Are you still using Occupational Safety and Health Administration (OSHA) metrics as your safety standard? Do you plan on being in this business 5, 10 or 20 years from now? If you answered yes to both, you have a value conflict. Why accept some random statistical average composed of questionable data as your standard when it is more effective to create personalized best practices and performance metrics?
Some global giants in the construction industry tossed out the OSHA rule book, regarding it as marginally applicable for their intended purpose, and set up their own standard of performance to achieve zero safety incidents.
Today’s growing workforce is increasingly comprised of millennials. The study of industrial and organizational psychology that delineates the millennial demographic is called “affective behavior,” which recognizes that people are individually very different, with an increasingly broad range of freedoms and avenues of expression.
Some examples are easy to identify—preferred clothing style, hair geometry, facial ornamentation, etc.—but the thought processes that accompany these affective manifestations can be a bit more complex.

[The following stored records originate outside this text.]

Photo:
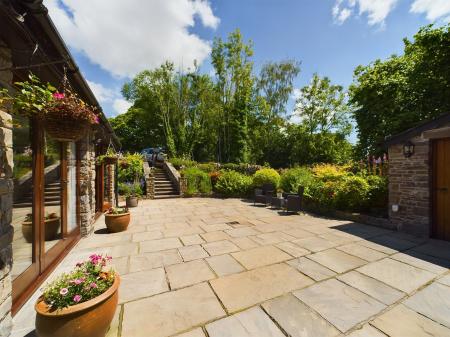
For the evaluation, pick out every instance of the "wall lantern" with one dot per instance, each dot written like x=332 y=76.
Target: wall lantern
x=408 y=149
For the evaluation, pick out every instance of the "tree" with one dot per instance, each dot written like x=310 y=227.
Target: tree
x=399 y=93
x=233 y=67
x=322 y=107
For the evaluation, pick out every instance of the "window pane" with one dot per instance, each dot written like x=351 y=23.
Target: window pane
x=22 y=218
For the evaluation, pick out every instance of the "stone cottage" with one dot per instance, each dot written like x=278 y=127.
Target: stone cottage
x=419 y=179
x=50 y=192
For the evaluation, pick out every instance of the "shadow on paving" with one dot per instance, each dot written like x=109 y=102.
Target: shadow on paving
x=430 y=250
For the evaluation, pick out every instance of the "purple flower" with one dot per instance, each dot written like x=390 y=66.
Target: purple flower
x=58 y=95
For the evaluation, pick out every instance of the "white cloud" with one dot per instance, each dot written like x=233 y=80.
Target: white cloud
x=121 y=106
x=125 y=37
x=376 y=10
x=103 y=94
x=433 y=9
x=109 y=97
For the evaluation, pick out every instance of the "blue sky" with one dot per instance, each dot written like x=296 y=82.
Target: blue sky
x=112 y=40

This new workforce of millennials tends to be better educated, more expressive, less accepting of authority, self-directed and highly connected with social media, among other attributes. Recent studies indicate that United States worker productivity is at a record-high level. This means that leadership must uniformly and conscientiously recognize workers’ achievements, as individuals and as groups.
In the workplace, characteristics of safety leadership for this group should accommodate a wider range of motivations and incentives.
For example, in safety meetings and communications, the message should focus not on the hazard, cost or risk of penalty for unsafe behavior, but rather on why doing the right thing is in the worker’s best interest.
Generally, organizational safety performance will be highly correlated to employee perception of their role in the safety process, their interactions with the program and system feedback on their achievements. Consider the following three key elements that affect program outcomes.
1. Defined Roles
One important element of a successful business safety program is the clear definition of roles within the project. Specific roles and their respective duties you should consider include:
Project Management Role
- Confirm equipment is in safe, operating condition.
- Ensure work is completed:
- to specification
- ahead of schedule
- under budget
- without injury or incident
Leadership Role
- Recognize people, their diversity and achievements.
- Offer sincere praise in public and constructive coaching in private.
- Delegate tasks.
- Lead by example:
- Wear the proper personal protective equipment (PPE).
- Show up for the safety meeting, even if you do not speak every time.
- Turn off your phone in meetings.
Practicing effective leadership on a jobsite can be surprisingly straightforward. Sincerity and honesty are valuable to the members of your team. Leadership is best displayed on a routine basis, such as in regular safety meetings or training exercises. When a crisis arises, it becomes even more important, especially when you have an ownership stake in the outcome. Translation: True leadership must start at the highest levels of your organization.
2. Continuous Improvement
When applied correctly, continuous improvement is arguably the greatest contributor to the safety process. To affect meaningful change, managers need to create buy-in from team members by having them help with innovation. To achieve this, managers can foster innovation subtly, ideally when the innovation arises from within the group itself. Begin with simple things, such as tools, hardware, PPE, appliances, lighting, etc. Keep in mind that affective behavior is operating in the background of any movement toward change.
Continuous integration of electronic apps for practically every task, digital measuring instruments, cellphone cameras, GPS tracking, drone surveys, telemetry, virtual reality, building information modeling and others, offer proof that innovation, when understood properly, can be welcome. The task of figuring out how to apply these new improvements to enhance safety belongs to the third element.
3. Employee Involvement
When combined with the previous two elements, employee involvement will help put your safety program over the top, but it can be tricky to pull off at first because it involves social interaction and communication, which most people are practiced in avoiding.
However, it is extremely effective at creating ownership in the safety process. Leadership, engagement, delegation of responsibility and accountability are involved. Use leadership skills to ask for feedback and show you are open and welcoming of new ideas.
The levels of involvement can be passive, such as anonymous, close-call reports and suggestion programs, as well as active within a fully functioning safety committee. Your employees can make an important contribution to the organization when given proper opportunities.
There is room for employee involvement in activities, such as:
- New employee safety orientations
- Training in specialty disciplines (fall protection, lockout-tagout, confined-space entry, etc.)
- Training in cross-skills transfer
- Inspections of jobsites, shop, yard, equipment, fleet, etc.
- Controlled experiments and trials for PPE and seasonal gear
- Participation in job hazard preparation
- Coaching observations
- Process evaluations
- Critical appraisals
Ultimately, should you aspire to bid on coveted requests for proposal, you will be examined on the stringency of your safety program.
Because third parties will likely play a pivotal role in the vaunted $1 trillion infrastructure rebuild, private finance also demands the assurance of accident-free performance. For a preview of what the future of safety will look like, visit the safety sections of the Fluor (fluor.com) and DPR Construction (dpr.com) websites. These and several other major players in the industry are often open to sharing their processes, methods and findings.